En personne, Yves Ryan etait aussi un rigolo qui aimait prendre une place joyeusement.
« Pis, comment ca va a Notre Presse », me demandait-il chaque fois que je le voyais. Et sans attendre de reponse, il commencait a commenter l’actualite, de maniere plus ou moins sophistiquee. « Eille, lui il en sort une marde », m’avait-il dit un jour, ricaneux, en parlant de l’integralite des scoops sur les derapages de l’administration Tremblay que sortait deja regulierement, a l’epoque, mon collegue Eric Trottier, jadis reporter a l’hotel de ville de Montreal. Yves n’etait nullement fier de son homologue, heureux de n’avoir rien a se reprocher.

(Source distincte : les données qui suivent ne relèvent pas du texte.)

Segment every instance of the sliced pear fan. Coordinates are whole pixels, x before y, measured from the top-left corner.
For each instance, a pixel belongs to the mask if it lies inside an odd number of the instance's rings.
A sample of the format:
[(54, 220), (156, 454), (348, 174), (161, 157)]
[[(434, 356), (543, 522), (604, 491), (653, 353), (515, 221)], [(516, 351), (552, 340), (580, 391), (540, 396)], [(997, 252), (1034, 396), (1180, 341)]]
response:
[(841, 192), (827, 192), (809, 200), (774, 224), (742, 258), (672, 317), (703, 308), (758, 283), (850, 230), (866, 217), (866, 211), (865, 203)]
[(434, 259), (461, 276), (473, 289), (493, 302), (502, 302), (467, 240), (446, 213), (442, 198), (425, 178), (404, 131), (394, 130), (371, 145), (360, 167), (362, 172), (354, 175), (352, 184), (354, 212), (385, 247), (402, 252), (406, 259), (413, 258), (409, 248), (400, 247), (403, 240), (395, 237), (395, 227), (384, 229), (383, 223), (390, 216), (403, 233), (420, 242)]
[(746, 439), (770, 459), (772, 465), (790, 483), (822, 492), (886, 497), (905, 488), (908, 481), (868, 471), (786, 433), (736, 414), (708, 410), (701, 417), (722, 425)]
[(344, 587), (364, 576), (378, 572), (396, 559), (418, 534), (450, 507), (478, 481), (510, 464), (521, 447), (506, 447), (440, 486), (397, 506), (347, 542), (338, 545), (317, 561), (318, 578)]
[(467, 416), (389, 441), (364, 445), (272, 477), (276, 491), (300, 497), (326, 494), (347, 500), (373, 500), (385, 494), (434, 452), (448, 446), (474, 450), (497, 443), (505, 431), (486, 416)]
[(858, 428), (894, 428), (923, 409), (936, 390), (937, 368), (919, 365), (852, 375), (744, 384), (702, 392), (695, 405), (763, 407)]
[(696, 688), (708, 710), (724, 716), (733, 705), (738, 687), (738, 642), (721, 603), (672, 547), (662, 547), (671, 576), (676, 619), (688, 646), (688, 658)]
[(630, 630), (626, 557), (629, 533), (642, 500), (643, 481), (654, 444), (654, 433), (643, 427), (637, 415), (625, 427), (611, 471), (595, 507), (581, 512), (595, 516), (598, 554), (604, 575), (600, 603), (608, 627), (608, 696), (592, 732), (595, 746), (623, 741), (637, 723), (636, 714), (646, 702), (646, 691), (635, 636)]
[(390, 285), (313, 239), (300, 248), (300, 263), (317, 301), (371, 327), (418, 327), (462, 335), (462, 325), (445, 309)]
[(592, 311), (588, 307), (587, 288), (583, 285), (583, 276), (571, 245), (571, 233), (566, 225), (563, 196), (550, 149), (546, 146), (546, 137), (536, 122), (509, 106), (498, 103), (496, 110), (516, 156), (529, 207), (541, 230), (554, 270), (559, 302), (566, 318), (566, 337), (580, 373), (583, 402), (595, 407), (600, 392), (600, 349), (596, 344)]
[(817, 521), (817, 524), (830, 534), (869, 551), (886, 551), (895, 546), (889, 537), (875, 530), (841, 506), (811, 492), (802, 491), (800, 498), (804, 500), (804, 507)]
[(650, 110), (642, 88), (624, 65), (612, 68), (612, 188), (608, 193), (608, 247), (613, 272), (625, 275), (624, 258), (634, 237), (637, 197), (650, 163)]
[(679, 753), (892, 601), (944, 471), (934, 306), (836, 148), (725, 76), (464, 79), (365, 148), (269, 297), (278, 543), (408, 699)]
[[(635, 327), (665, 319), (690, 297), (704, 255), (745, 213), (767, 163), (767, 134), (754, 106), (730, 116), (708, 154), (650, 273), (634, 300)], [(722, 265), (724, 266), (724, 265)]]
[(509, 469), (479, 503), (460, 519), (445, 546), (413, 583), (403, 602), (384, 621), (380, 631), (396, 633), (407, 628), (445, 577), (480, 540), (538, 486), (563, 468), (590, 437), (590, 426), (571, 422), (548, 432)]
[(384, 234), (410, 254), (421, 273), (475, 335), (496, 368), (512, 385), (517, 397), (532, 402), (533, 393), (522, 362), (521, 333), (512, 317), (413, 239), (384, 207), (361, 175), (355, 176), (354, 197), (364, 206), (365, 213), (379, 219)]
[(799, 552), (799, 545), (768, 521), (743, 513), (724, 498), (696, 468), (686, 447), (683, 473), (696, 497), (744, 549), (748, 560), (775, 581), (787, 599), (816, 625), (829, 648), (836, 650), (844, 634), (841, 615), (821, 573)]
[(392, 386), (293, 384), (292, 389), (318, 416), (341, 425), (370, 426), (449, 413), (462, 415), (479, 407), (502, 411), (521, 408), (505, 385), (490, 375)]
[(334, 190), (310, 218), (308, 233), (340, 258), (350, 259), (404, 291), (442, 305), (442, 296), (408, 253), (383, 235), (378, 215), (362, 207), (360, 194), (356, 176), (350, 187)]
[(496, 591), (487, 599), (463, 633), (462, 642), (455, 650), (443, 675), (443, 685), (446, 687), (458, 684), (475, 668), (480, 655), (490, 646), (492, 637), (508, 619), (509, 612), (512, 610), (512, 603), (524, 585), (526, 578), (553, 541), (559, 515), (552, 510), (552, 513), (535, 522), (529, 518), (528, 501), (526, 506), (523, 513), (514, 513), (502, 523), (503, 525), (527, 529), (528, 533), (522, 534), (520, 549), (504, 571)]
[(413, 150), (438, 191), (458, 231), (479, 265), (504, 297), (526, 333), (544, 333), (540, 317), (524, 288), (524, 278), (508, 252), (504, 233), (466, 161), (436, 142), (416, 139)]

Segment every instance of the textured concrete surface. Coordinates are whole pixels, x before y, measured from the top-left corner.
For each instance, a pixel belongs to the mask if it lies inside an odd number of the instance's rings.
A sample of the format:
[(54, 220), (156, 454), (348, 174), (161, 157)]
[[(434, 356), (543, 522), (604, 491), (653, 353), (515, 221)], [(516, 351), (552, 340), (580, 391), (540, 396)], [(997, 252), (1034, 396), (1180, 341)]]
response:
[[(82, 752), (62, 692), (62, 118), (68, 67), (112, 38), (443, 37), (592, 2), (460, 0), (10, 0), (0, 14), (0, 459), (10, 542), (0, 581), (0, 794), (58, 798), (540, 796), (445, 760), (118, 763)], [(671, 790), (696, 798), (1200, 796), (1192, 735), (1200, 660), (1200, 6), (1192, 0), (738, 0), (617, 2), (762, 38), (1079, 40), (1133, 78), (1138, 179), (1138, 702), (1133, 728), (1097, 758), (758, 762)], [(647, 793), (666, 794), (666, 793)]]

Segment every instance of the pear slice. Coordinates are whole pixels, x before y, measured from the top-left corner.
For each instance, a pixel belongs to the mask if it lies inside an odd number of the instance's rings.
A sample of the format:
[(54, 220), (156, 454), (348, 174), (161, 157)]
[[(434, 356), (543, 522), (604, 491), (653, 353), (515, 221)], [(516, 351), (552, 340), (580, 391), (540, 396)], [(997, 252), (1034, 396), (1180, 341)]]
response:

Durant ces annees, juste apres une retraite forcee a cause de Notre fusion des municipalites de l’ile, on sentait chez le politique beaucoup de regret de ne plus etre engage activement. Des specialistes temps libre, raconte Guy, il est plutot content de ne plus etre associe au monde municipal.
Guy n’a jamais doute une seconde de l’integrite de son pere. « Il n’acceptait que dalle, rien, rien », dit-il. D’ailleurs, la famille ne vivait jamais richement. « On ne faisait rien », raconte l’ancien policier. Aucune week-end, aucun luxe, i chaque fois la aussi maison dans une rue modeste de Montreal-Nord. Une vie econome. « Notre seul passe-temps de mon pere, c’etait le golf. »
Le golf, ainsi, un coup regulii?rement, un petit verre de gin Tanqueray. Toujours, toujours avec de l’eau et deux glacons.